Originally it was felt that the knee should be repaired surgically as soon as possible. Now, most orthopedic surgeons feel that the swelling should subside and the patient should work to improve range of motion with physiotherapy for 2-3 weeks. Once this is accomplished the patient can then proceed to an anterior cruciate ligament reconstruction. As stated earlier, surgery does not have to be performed on a sedentary older patient, but it is almost always recommended to a younger, active athlete that they should have anterior crucial tear repaired. With modern techniques it is performed as an outpatient – the patient is discharged from the hospital the same day. The patients will leave the hospital on crutches wearing a knee immobilizer for approximately 10 days while they are up and getting around. When the immobilizer comes off, the patient usually will use a passive motion machine that moves the knee through flexion and extension. Physical therapy is started immediately post-operatively. Treatment of a torn anterior crucial ligament in the older patient usually consists of physical therapy and exercise training as well as potentially brace-wear for some activities.
Surgical Treatment Options
There have been many options described for the surgical treatment of the anterior cruciate ligament. The most popular and currently recognized as the gold standard at this point is an operation where the middle one third of the patella tendon is used as a graft. It is virtually impossible to repair the ligament that is torn. The torn ACL is simply removed and the replaced with the patella tendon graft. Two thirds of the patella tendon is left behind and it will repair itself, not compromising the function of the knee. At each end of the patella tendon a bone block is also taken; one piece from the tibia, and the other from the patella (kneecap). These two bony blocks are inserted into holes that are drilled into the tibia and femur and held into place with screws, which provide stabilization of the ligament graft.
There are other tissues that can be used to substitute for the anterior crucial ligament. Most commonly the second choice are hamstring tendons which are weaved into a graft close to the size of the anterior crucial ligament. We have also used quadriceps tendon and allograft. An allograft is donated cadeaver tissue which is freeze dried until the time of usage upon which time it is thawed out and trimmed to size and used as an ACL substitute. The advantage of an allograft operation is that there is a smaller incision required, the rehab is shorter, and less painful. The disadvantage is that it is not quite as strong as a graft formed from the patient’s own tissue.

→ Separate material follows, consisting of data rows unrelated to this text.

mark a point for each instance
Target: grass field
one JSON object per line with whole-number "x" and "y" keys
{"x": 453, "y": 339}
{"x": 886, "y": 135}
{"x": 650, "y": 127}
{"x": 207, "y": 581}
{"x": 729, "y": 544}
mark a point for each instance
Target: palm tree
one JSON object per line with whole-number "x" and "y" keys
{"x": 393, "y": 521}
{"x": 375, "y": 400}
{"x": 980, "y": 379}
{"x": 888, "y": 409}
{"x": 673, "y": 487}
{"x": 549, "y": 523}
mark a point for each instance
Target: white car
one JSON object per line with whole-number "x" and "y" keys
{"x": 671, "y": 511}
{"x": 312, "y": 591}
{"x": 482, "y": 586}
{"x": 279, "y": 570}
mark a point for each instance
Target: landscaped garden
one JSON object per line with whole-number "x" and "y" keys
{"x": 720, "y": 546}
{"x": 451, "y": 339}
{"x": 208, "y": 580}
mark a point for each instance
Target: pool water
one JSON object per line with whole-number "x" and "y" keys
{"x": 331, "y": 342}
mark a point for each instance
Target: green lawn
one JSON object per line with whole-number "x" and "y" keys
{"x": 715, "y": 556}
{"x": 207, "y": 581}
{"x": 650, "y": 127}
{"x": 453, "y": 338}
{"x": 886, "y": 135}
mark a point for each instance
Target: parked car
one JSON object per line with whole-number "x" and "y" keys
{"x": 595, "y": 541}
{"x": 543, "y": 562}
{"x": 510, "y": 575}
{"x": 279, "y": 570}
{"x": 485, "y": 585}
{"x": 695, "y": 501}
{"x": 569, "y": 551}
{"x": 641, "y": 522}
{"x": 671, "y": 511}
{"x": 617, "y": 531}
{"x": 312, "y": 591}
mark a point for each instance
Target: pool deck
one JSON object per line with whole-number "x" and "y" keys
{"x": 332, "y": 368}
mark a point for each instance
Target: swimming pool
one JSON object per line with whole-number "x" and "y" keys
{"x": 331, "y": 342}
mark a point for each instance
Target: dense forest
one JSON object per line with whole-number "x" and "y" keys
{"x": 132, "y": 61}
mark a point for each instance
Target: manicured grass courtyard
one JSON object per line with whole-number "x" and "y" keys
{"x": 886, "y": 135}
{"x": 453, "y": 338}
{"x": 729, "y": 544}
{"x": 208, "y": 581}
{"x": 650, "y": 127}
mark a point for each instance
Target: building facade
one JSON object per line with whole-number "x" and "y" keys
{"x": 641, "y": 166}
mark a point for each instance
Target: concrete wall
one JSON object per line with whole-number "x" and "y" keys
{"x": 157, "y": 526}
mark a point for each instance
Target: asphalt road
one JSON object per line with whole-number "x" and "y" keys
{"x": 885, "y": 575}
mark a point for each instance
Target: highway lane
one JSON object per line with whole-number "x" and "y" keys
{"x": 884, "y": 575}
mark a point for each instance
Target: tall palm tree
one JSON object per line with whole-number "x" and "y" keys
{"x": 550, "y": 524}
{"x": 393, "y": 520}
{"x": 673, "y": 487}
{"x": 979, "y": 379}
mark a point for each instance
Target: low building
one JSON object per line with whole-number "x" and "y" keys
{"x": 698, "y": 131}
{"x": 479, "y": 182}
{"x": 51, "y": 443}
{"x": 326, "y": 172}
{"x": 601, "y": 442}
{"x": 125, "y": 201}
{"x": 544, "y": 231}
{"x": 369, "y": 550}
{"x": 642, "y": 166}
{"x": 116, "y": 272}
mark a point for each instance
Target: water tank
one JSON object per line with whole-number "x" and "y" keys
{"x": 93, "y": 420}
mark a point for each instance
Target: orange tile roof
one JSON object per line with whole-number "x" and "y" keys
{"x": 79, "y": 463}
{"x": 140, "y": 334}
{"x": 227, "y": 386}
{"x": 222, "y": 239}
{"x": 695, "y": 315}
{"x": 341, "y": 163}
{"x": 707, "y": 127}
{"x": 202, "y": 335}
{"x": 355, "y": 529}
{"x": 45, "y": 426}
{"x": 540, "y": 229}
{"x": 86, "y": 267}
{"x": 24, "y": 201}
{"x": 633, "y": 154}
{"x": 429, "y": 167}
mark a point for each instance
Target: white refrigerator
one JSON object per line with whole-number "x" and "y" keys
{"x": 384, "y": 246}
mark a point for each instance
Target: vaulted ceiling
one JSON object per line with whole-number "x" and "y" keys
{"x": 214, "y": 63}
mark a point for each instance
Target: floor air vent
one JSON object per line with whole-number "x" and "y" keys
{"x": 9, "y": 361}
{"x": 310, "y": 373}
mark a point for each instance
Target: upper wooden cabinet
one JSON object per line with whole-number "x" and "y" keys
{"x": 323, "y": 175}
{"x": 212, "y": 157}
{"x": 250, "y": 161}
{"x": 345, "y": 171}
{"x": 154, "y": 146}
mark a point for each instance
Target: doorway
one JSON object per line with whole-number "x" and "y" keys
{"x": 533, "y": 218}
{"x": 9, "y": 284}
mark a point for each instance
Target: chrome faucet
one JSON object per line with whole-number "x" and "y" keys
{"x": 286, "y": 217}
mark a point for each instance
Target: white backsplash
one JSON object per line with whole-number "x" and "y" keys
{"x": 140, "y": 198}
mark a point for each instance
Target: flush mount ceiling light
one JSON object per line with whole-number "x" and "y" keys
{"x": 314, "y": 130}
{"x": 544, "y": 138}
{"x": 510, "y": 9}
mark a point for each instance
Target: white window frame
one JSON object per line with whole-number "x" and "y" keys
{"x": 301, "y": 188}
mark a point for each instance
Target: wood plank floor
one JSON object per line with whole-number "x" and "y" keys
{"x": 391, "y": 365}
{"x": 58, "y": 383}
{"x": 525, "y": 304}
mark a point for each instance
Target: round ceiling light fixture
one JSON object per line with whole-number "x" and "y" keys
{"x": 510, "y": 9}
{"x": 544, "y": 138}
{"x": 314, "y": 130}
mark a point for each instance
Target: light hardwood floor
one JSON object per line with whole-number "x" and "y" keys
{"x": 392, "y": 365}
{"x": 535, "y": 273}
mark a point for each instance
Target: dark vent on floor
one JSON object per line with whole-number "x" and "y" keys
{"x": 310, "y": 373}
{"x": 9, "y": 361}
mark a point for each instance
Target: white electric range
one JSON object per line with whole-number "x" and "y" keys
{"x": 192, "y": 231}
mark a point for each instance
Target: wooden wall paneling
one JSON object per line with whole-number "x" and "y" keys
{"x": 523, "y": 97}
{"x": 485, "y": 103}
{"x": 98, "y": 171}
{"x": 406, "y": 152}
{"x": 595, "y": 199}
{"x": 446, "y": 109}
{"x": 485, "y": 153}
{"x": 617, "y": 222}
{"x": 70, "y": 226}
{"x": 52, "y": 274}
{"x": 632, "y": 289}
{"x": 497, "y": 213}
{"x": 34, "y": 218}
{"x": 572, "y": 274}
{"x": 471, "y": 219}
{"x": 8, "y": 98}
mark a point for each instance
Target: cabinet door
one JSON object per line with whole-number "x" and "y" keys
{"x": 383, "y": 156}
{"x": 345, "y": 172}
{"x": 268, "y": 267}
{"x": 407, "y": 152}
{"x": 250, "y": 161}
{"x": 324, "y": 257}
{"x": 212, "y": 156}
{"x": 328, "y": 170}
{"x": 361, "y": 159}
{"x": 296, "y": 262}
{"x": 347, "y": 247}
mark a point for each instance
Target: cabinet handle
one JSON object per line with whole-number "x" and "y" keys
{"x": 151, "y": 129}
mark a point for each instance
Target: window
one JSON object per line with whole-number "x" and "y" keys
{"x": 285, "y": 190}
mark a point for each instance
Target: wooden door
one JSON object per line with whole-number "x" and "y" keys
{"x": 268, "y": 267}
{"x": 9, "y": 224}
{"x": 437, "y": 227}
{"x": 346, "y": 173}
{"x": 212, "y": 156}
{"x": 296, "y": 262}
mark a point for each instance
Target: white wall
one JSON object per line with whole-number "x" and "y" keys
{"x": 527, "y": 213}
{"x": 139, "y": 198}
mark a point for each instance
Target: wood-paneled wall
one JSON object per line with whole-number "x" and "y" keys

Risks, Complications and Alternatives to Surgery
Any time an operation is performed no matter how small or major there are going to be a risks. With anterior cruciate surgery the most common risks are infection, blood clots in the legs, failure of the graft, stiffness of the knee, and persistent pain and instability. There are other rare complications such as neurovascular injury and medical complications both general and related to the anesthetic. All would have to be understood and accepted by the patient prior to the surgery. In particular, all of these should be discussed with your surgeon pre-operatively. Unfortunately, there is no way to perform any surgery without some risks, but the results of anterior cruciate surgery are better than 90-95% effective. Even if a complication does occur it can usually be treated and resolved.
Long Term Prognosis
With an anterior cruciate ligament repair, the patient’s long-term prognosis without any other associated significant injury is excellent. It certainly carries a much better prognosis than when the knee if left untreated. The patient can usually return to any activity that he was doing pre-operatively and many athletes have gone on to excel again at their chosen sport.